Is evaluating the network thread-safe?

Batching will help in the sense that instead of calling X times a small op, you will call once an X times larger op. Even though in theory these are the same. The second one reduces any overhead from the whole framework as you pay once that overhead instead of X times (and pytorch is known to be expensive).

1 Like

So I ran some more tests based on your remark that batching should help. I can confirm that the small batch size (of 1), together with the small model, is the culprit here. When I switch to a decent batch size (e.g. 100 or so), then the parallelization speedup is close to 16 times (=the number hardware threads).

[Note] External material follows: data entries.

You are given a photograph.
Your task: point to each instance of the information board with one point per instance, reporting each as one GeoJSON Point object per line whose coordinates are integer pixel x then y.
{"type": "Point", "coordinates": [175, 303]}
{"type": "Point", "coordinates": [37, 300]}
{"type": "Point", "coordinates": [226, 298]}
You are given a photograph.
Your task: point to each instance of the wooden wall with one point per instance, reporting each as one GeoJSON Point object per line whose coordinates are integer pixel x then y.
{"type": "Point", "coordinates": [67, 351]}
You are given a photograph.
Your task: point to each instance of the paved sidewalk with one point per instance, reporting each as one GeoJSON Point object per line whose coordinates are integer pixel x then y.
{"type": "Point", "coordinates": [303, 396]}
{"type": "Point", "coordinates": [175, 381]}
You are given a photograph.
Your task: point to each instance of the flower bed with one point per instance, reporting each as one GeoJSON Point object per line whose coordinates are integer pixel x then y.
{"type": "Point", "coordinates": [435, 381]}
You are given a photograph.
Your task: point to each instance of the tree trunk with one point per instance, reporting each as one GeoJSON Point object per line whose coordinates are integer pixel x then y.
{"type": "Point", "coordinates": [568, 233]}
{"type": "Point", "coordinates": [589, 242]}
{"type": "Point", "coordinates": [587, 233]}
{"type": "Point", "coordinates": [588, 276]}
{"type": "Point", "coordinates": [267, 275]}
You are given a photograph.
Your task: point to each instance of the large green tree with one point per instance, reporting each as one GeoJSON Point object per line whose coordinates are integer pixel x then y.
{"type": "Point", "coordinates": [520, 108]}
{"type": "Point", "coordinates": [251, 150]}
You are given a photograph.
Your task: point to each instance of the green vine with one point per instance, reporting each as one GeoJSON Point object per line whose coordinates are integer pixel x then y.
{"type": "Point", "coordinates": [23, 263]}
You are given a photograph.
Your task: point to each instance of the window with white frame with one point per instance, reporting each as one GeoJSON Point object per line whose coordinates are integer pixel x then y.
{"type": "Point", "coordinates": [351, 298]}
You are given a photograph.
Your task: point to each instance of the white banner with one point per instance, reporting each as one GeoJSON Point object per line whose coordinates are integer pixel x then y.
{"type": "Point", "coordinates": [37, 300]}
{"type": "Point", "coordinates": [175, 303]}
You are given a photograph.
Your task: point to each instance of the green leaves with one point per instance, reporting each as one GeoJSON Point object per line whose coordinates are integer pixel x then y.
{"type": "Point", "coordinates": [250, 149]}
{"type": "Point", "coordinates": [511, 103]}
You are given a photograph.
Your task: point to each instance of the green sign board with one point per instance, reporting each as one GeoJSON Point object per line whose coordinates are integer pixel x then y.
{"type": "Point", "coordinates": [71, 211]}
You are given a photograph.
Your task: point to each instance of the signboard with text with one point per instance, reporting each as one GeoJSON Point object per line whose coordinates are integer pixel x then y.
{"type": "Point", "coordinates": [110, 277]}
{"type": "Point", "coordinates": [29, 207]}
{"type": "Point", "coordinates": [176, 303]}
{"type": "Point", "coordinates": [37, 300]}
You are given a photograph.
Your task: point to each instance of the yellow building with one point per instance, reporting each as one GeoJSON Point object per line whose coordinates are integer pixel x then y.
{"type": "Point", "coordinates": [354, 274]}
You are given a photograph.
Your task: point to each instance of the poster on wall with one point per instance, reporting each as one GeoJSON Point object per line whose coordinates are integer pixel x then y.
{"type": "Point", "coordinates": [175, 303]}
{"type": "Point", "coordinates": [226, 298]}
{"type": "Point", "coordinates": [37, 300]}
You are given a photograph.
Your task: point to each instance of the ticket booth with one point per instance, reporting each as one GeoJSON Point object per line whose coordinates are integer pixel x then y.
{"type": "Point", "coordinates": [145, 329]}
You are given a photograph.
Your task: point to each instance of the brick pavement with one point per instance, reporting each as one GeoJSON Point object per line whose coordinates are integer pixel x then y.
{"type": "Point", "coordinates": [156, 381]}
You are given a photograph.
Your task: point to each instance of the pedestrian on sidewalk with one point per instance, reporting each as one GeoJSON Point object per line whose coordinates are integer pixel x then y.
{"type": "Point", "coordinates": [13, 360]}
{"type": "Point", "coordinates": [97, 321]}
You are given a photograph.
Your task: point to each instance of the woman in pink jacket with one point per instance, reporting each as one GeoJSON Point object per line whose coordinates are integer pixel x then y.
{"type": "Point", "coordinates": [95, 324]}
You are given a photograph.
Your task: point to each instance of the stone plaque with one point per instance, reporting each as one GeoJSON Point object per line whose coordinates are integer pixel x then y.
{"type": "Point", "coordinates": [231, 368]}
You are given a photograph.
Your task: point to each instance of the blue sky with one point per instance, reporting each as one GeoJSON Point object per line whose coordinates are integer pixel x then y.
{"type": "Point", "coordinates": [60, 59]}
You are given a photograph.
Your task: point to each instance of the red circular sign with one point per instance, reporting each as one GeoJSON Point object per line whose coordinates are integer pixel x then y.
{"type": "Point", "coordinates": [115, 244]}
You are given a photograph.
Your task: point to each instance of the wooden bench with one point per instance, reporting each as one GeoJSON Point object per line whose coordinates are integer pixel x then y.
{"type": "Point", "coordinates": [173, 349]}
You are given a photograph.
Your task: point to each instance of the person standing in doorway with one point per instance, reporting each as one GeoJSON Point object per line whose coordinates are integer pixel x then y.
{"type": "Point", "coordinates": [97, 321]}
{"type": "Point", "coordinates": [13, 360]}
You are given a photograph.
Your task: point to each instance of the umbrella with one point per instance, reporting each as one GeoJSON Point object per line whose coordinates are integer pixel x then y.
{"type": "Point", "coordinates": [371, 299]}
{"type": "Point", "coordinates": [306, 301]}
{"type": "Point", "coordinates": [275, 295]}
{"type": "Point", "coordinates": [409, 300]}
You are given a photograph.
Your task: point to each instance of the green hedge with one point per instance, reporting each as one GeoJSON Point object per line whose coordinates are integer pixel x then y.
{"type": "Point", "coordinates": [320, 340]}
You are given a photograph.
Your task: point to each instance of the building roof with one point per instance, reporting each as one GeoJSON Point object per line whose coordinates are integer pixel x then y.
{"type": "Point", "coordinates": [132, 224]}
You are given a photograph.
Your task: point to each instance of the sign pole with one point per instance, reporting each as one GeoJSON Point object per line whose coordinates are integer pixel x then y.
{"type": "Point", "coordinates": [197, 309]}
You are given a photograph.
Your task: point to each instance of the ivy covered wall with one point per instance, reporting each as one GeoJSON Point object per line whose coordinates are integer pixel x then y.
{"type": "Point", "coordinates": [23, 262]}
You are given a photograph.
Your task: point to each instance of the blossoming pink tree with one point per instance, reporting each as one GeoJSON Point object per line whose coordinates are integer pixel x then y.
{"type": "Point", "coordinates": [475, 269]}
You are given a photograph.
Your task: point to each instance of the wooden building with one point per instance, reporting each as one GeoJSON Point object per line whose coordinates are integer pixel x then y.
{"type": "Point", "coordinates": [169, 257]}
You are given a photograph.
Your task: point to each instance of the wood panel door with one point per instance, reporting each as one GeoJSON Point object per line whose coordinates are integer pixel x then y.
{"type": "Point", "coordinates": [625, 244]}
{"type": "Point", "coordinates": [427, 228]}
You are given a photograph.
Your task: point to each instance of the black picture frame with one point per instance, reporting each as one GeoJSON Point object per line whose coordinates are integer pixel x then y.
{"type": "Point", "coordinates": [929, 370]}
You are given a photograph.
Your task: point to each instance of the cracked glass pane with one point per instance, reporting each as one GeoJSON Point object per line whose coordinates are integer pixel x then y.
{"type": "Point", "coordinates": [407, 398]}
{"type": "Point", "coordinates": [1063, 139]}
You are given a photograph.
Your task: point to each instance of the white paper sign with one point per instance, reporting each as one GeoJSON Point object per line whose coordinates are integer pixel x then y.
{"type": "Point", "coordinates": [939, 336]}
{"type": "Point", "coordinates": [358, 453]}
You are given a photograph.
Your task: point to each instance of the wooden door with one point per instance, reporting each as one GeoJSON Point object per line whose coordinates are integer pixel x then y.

So c++ pytorch allows for parallelization as advertised; great!
Apparently, somehow the “overhead” part of pytorch does not parallelize very well. I am still at a loss why this is. I think it might have to do with very frequent memory allocations and deallocations, but honestly, my guess is as good as anybody’s. But the overhead is only really important for very small models with too small batch sizes.
@albanD : Thanks a lot!

1 Like

Hi,
Haven’t found this topic before because of slightly misleading title, but it seems that I ran into same issue (only in my case network is even smaller than the one used by @Willem). Batching does not help me much because each worker calls forward and grad independently and in unsynchronized manner. Does this “overhead” problem have any resolution? Maybe thread-local allocation?